Vamos, resumiendo que expliques algo más que me has dejado a medias. 

Besos y abrazos

----------


## zarkov

> Besos y abrazos


No te hagas líos  




> Quizás deberías leer a Angelo Stagnaro. Creo que tiene algunas ideas al respecto.


Lo que he encontrado es sólo una referencia a un libro "Conspiracy". ¿Me puedes aportar algo más ?

Marco Antonio:
la afinidad, mínima, todo lo contrario. Por eso pude provocar una respuesta radical. Los signos no fueron, como diría, estándar, usé unos símbolos que pensé que podían funcionar. Un asentimiento repetido con cabeza y tronco, mirada fija de superioridad, indicación con el índice en la sien y el gesto de frotar los dedos pulgar e índice (como el qué te debo en un bar). Símbolos que tienen sentido dentro de la relación que puedo tener con esa persona. Ese es un poco el motivo del tema. ¿Qué simbología existe aplicable sin que exista un conocimiento de la persona en concreto?

----------


## Patrick I. O'Malley

Leyendo tu mensaje he ido a ver a una compañera maciza del todo. Le he mirado a los ojos, he dejado escapar un guiño, ella me ha sonreido, ambos hemos hecho gestos de 'besito' con los labios. pero cuando he hecho eso del pulgar y el índice como de dinero...... me ha arreado una bofetada de tres pares de 'eggs'. 8) 


El lenguaje corporal es, ciertamente, importantísimo. Yo suelo usar muuuuucho la mirada unida a pausas valorativas. El espectador acaba 'sintiendo' mi mirada clavada en su cara y me mira. Entonces establenzo un juego de miradas que suele desembocar en su risa (yo estoy serio como una acelga) con lo que paso a mirar al resto y acabo captando las miradas de todos los espectadores. Mientras mis manos trabajan.

En cuanto a usar el lenguaje corporal para forzar o hacer creer algo.. creo que no lo he practicado, al menos conscientemente. repasaré mis rutinas y veré que encuentro.

----------


## Azran

Puede ser Banachek, no estoy muy seguro pero hay palabras, gestos, miradas, que condicionan al publico para realizar una acción o una eleccion determinada. 

PD: el otro dia quede asombrado porque la gente suele pensar los mismos  numeros, cuando lo hacen de manera involuntaria.

Piensa un numero del uno al 10.
piensa otro.
otro mas.

La mayoria de la gente piensa, el 7 el 3 y luego el 5.

----------


## Manolo Talman

Eso precisamente se llama PNL (programacion neurolinguistica) Derren Brown tiene algunos efectos con ello, uno de ello la adivinacion de una carta pensada "sin mas", claro que hay posibilidad de fallo, pero de 10 veces 8 y media sale... 

El poder de la palabra y el subconsciente es una combinacion explosiva  :Wink1:  
para mas info el libro de Derren Brown "pure effect"

----------


## zarkov

Esto me pasa por preguntar.

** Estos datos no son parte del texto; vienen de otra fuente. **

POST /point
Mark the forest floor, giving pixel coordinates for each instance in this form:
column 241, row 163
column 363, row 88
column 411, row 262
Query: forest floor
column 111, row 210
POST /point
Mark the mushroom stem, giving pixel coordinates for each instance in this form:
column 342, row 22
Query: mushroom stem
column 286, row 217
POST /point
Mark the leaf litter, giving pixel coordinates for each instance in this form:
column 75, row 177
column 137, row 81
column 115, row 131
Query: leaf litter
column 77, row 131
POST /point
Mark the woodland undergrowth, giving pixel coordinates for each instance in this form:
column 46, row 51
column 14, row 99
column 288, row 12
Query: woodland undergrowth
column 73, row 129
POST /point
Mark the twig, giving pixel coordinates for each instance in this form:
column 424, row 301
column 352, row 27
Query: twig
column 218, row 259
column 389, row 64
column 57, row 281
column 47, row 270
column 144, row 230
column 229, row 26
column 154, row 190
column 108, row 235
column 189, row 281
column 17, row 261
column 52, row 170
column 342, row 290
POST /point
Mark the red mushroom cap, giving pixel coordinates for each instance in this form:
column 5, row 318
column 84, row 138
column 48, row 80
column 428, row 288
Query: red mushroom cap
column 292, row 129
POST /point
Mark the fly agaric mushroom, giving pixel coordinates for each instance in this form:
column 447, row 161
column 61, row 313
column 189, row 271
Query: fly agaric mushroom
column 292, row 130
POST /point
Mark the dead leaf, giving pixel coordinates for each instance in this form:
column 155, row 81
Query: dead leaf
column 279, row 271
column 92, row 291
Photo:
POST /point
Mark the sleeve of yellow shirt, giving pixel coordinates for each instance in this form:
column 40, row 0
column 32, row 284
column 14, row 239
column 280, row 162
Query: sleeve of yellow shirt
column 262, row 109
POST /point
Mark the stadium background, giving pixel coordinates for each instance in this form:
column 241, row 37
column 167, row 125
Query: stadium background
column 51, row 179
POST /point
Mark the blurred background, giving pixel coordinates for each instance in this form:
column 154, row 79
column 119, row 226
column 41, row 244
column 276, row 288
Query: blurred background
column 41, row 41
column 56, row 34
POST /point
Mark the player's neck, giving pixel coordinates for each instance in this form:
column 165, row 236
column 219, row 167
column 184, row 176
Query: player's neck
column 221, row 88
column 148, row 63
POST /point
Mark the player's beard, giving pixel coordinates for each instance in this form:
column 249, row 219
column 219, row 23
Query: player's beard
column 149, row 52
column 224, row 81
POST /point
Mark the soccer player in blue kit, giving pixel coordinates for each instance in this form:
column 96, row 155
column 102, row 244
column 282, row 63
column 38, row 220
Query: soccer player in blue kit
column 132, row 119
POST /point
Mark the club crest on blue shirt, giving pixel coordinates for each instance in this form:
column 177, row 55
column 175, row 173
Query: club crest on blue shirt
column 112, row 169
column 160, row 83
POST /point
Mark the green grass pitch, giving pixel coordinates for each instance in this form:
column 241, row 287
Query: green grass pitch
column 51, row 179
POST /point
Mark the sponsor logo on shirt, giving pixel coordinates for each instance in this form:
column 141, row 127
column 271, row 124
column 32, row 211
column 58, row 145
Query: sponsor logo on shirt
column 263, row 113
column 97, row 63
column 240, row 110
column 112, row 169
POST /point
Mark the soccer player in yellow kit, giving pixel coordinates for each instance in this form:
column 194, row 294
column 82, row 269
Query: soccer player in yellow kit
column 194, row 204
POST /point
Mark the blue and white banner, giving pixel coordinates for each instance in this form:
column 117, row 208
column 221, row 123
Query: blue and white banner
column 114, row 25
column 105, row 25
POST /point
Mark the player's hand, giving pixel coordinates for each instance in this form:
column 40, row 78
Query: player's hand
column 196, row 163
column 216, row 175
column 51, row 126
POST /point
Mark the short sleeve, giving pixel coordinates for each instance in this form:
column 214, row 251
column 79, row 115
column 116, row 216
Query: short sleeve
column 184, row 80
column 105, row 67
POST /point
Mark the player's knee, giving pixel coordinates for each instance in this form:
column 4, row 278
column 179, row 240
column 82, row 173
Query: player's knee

Se abrió el abanico.

Unos enlaces a vuela pluma de lo que indica Manolo Talman (gracias).

http://www.pensar.org/2004-02-pastillas.html
http://www.sindioses.org/randi/randi...o-derren-brown
http://www.subliminalpersuasion.co.uk/index.html
http://www.magictalk.com/cgi-bin/reviews.cgi?read=509
http://www.magicbookshop.com/product...oducts_id=5715
http://www.monografias.com/trabajos5...ctecnica.shtml

Por si hay alguien interesado. Sigo buscando y escuchando.

----------


## Ella

> Eso precisamente se llama PNL (programacion neurolinguistica) Derren Brown tiene algunos efectos con ello, uno de ello la adivinacion de una carta pensada "sin mas", claro que hay posibilidad de fallo, pero de 10 veces 8 y media sale... 
> 
> El poder de la palabra y el subconsciente es una combinacion explosiva  
> para mas info el libro de Derren Brown "pure effect"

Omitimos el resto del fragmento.